In winter, the landscape is cleansed. Above the clean plane of snow the dried. leafless tentacles look impotent. The way seems clear. But it is a mirage. The shimmering whiteness lures you to something that is much more that it seems. Beneath the surface lurk all the obstacles of the past. Your eagerness blinds your mind to the risk. But it is there, perhaps more so than in the opposite season.
I drove a mile or two of the river on Sunday. The roads were poorly plowed and the only parking spots available were those where snow mobilers and cross-country skiers gathered. I had scouted some new water on satellite photos but nearby parking was impossible. At best I would risk the attention of law enforcement. At worst, some yahoo would sideswipe the car. Glad for deeply grooved snow tires I found a spot to park with the winter enthusiasts.
Despite the immanence of being knee deep in moving water, I suited up hesitantly. The water at the far side of the valley was good water, water that I had fished before. For some reason my inability to get to the new water disturbed me disproportionately to my anticipation. There was no pent up expectation, it was a plan hatched shortly before I got in the car, yet I felt deeply denied. Hell, I wasn't even sure if there were fish there or if they would eat. It was hunch based upon rumor but still I was annoyed. Fortunately, ritual turned the mood. The donning of the vestments brought me back to where I needed to be and turned me in the right direction.
|Buffs are sexy.|
Just shy of the water's edge I wedged my toe under an unseen log and took a fall. I fell back on my ass but my legs landed in a tangle which made it difficult to regain my feet.

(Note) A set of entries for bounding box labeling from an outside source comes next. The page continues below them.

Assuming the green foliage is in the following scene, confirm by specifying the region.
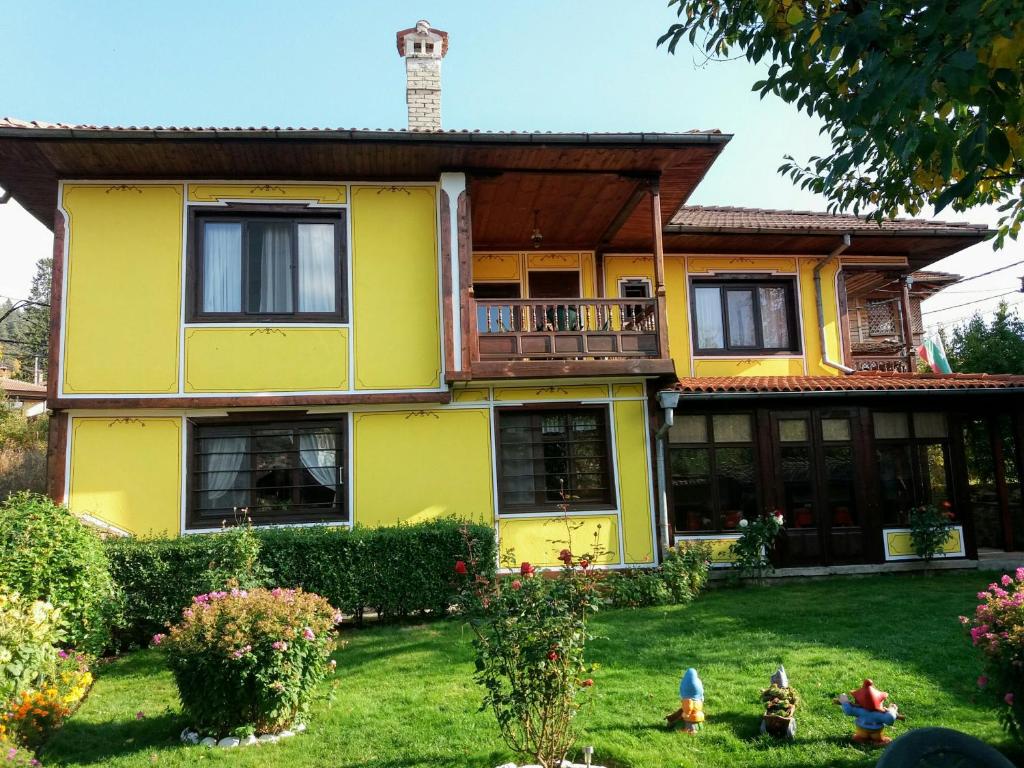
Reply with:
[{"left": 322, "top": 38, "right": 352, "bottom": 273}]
[
  {"left": 0, "top": 585, "right": 61, "bottom": 705},
  {"left": 910, "top": 503, "right": 953, "bottom": 563},
  {"left": 731, "top": 512, "right": 782, "bottom": 579},
  {"left": 601, "top": 542, "right": 711, "bottom": 608},
  {"left": 106, "top": 519, "right": 496, "bottom": 648},
  {"left": 154, "top": 589, "right": 341, "bottom": 736},
  {"left": 946, "top": 302, "right": 1024, "bottom": 374},
  {"left": 452, "top": 548, "right": 598, "bottom": 768},
  {"left": 0, "top": 493, "right": 117, "bottom": 654},
  {"left": 659, "top": 0, "right": 1024, "bottom": 247}
]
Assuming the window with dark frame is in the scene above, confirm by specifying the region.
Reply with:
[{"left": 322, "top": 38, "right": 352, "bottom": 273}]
[
  {"left": 871, "top": 411, "right": 955, "bottom": 526},
  {"left": 669, "top": 413, "right": 758, "bottom": 532},
  {"left": 690, "top": 279, "right": 800, "bottom": 354},
  {"left": 188, "top": 419, "right": 348, "bottom": 528},
  {"left": 497, "top": 407, "right": 615, "bottom": 513},
  {"left": 189, "top": 207, "right": 347, "bottom": 323}
]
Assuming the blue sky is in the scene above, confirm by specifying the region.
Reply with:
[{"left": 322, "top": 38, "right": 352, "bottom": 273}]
[{"left": 0, "top": 0, "right": 1024, "bottom": 323}]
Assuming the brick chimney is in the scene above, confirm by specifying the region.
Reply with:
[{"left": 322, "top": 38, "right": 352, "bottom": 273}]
[{"left": 397, "top": 19, "right": 447, "bottom": 131}]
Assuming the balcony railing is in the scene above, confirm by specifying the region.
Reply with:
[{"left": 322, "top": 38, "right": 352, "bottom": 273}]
[
  {"left": 476, "top": 299, "right": 662, "bottom": 361},
  {"left": 852, "top": 352, "right": 916, "bottom": 374}
]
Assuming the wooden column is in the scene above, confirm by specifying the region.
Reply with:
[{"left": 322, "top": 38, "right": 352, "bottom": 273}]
[
  {"left": 899, "top": 274, "right": 918, "bottom": 374},
  {"left": 648, "top": 178, "right": 670, "bottom": 359}
]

Though relieved to have not broken my rod or twisted a body part unnaturally, I felt quite foolish and was glad to have been alone in my indignity. Sitting in eighteen inches of snow I floundered a bit before I grabbed one of those slight twigs poking above the snow. It was startling how this wisp of additional leverage allowed me to regain my feet and take the final steps into the river. Small things matter.
The water wasn't as cold as I expected but the wind was another thing. It blew steady over my upstream shoulder turning discomfort into something worse. I cast down and across to avoid the wind on my face and the foil to my cast. With my back to the chill, I fished up through the run. It's a spot that has a late spring Sulphur hatch that is memorable year after year. The best that could be found in the dead of winter are small caddis and midges, but they were absent. My nymphs remained untouched.
On the way back down I swung a wooley bugger on a sinking line. It was a desperate move that has saved the day in the past. Sunday was not one of those days. I fished down further trying to stoke a bit of hope into something real. Burning through a second cigar I succumbed to the reality that this day was meant to be one of those days.
The walk back to the car was slower and more deliberate than the earlier stroll. I meandered a bit and found a way that was less taxing. Though I lacked the satisfaction of fish fooled, I savored the walk. Time on the water had again proven worthwhile. While the layers of life's burdens had not been removed, they had been covered, at least for a time, with something fresh and bright.